The burgeoning use of electronic data systems and the almost universal availability of the Internet provide a tremendous opportunity for more timely and comprehensive surveillance in all parts of the world. Yet in this rapidly emerging field, critical needs exist, including the following:

  • competent, motivated health workers

  • data standards (Lober, Trigg, and Karras 2004)

  • global policies and practices for international surveillance

  • useful software (Dean 2000)

  • evaluation of the effectiveness of all these applications.

New approaches that must be evaluated by using standard methods (Romaguera, German, and Klaucke 2000) include the following:

  • IDSR for infectious diseases

  • syndromic surveillance (CDC 2004b) for terrorism and emergency response

  • laboratory-based surveillance methods to enhance diagnostic accuracy and increase timeliness of recognition of outbreaks and interventions (Swaminathan and others 2001).

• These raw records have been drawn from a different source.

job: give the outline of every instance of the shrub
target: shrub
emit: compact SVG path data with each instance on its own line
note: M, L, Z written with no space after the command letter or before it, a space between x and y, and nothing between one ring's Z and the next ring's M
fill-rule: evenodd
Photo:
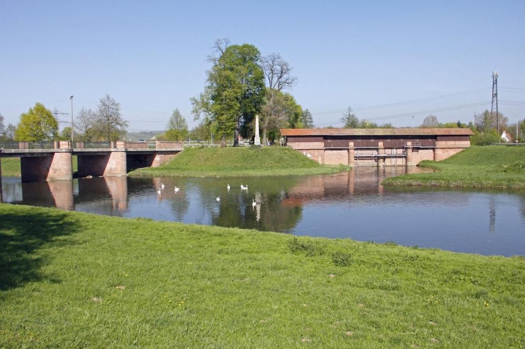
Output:
M288 242L288 249L292 253L302 253L310 257L322 255L324 253L320 247L311 243L299 241L297 237Z
M344 252L334 252L332 254L332 261L339 267L346 267L352 262L350 254Z
M499 136L494 133L481 132L470 136L470 144L472 145L489 145L491 143L498 143L500 141L501 139Z

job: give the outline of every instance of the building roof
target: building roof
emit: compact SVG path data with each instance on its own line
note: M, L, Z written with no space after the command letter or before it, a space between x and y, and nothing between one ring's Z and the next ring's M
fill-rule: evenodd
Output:
M470 128L281 128L283 136L470 136Z

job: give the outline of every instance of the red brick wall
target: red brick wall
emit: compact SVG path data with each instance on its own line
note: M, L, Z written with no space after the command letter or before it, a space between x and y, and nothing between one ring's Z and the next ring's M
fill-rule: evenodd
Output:
M348 150L326 149L324 151L324 163L348 165Z

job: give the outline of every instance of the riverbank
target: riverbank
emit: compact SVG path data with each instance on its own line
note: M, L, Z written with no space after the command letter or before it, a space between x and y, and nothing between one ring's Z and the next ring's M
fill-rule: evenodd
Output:
M186 148L167 163L130 172L132 177L240 177L326 174L348 166L320 165L286 147Z
M472 146L443 161L418 165L435 172L387 178L386 186L525 188L525 147Z
M12 177L19 177L20 158L2 158L2 175Z
M517 347L525 259L0 205L0 346Z
M12 177L19 177L22 176L20 169L20 158L2 158L2 175ZM77 156L73 156L73 171L76 171L78 168Z

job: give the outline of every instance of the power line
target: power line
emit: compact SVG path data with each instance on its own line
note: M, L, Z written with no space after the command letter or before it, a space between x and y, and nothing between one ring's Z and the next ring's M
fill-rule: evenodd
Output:
M361 107L359 108L352 108L352 110L353 111L372 110L374 109L380 109L382 108L387 108L390 107L402 106L404 105L407 105L409 104L414 104L425 103L426 102L433 102L435 101L440 101L442 100L448 99L450 98L464 97L470 95L477 94L478 93L480 93L482 92L486 92L490 90L490 89L480 89L478 90L473 90L471 91L465 91L463 92L458 92L456 93L452 93L450 94L445 94L440 96L436 96L435 97L428 97L427 98L423 98L418 100L412 100L410 101L405 101L404 102L398 102L396 103L387 103L384 104L377 104L376 105L372 105L366 107ZM346 111L346 110L344 109L344 110L334 110L334 111L327 111L327 112L318 112L317 113L312 113L312 114L314 115L327 115L330 114L335 114L337 113L342 113Z
M420 111L418 112L413 112L411 113L403 113L402 114L393 114L391 115L385 115L384 116L379 116L377 117L372 117L367 120L370 121L376 121L376 120L385 120L387 119L391 118L398 118L401 117L407 117L409 116L412 116L413 115L421 115L425 114L430 114L432 113L439 113L440 112L449 112L453 110L458 110L459 109L464 109L465 108L469 108L474 106L479 106L481 105L487 105L488 103L487 102L479 102L475 103L471 103L469 104L462 104L460 105L455 105L453 106L447 107L445 108L440 108L438 109L430 109L425 111ZM344 124L344 123L341 122L340 121L338 121L335 122L331 123L323 123L322 124L318 124L319 126L322 126L323 125L338 125L340 124Z
M490 103L490 129L494 121L494 104L496 104L496 125L499 134L499 113L498 112L498 71L492 72L492 99Z

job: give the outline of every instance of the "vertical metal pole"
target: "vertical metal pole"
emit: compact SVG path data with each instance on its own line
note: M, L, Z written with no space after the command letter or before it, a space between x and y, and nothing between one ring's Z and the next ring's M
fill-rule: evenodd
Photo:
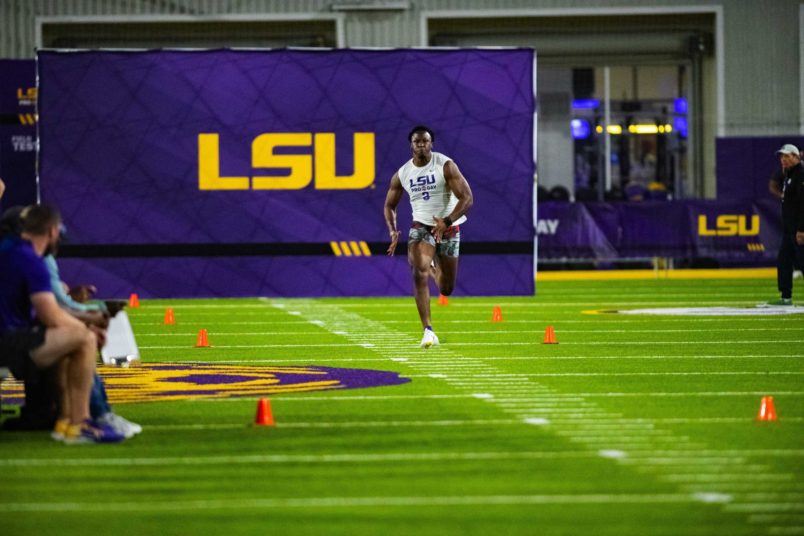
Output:
M537 103L537 93L536 93L536 51L533 51L533 169L535 173L533 177L533 288L534 294L535 294L536 288L536 276L539 272L539 236L536 235L536 224L539 223L537 219L538 211L537 199L539 197L539 161L536 158L536 131L537 131L537 120L539 119L539 113L536 108Z
M39 51L34 52L34 63L36 69L36 102L34 103L34 112L36 113L36 160L34 170L36 174L36 204L42 203L42 191L39 186Z
M608 67L603 69L603 84L605 86L603 94L603 113L605 118L603 122L605 127L603 129L604 140L605 140L605 191L611 190L611 133L609 132L609 125L611 125L611 79L610 72ZM602 201L602 199L601 199Z

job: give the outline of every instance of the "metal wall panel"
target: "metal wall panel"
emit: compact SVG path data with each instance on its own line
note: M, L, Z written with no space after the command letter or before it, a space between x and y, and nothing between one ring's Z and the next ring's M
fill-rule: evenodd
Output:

Many research questions remain about surveillance methodology, including how to do the following:

  • use data for forecasting or temporal and spatial analysis for aberration detection

  • conduct surveillance for multiple competing risk factors that lead to a single condition (for example, smoking, cholesterol, hypertension, and overweight for heart disease)

  • conduct surveillance for the adverse effects of drugs

  • interpret ecologic data relative to data collected on individuals (Greenland 2004)

  • measure cost-effectiveness of alternative approaches to surveillance (for example, integrated compared with categorical approaches)

  • link data sources effectively (for example, hazard, exposure, and outcome data for environmental diseases)

  • build and sustain human infrastructure in developing countries

  • strengthen evidence-based decision-making cultures in ministries of health and finance.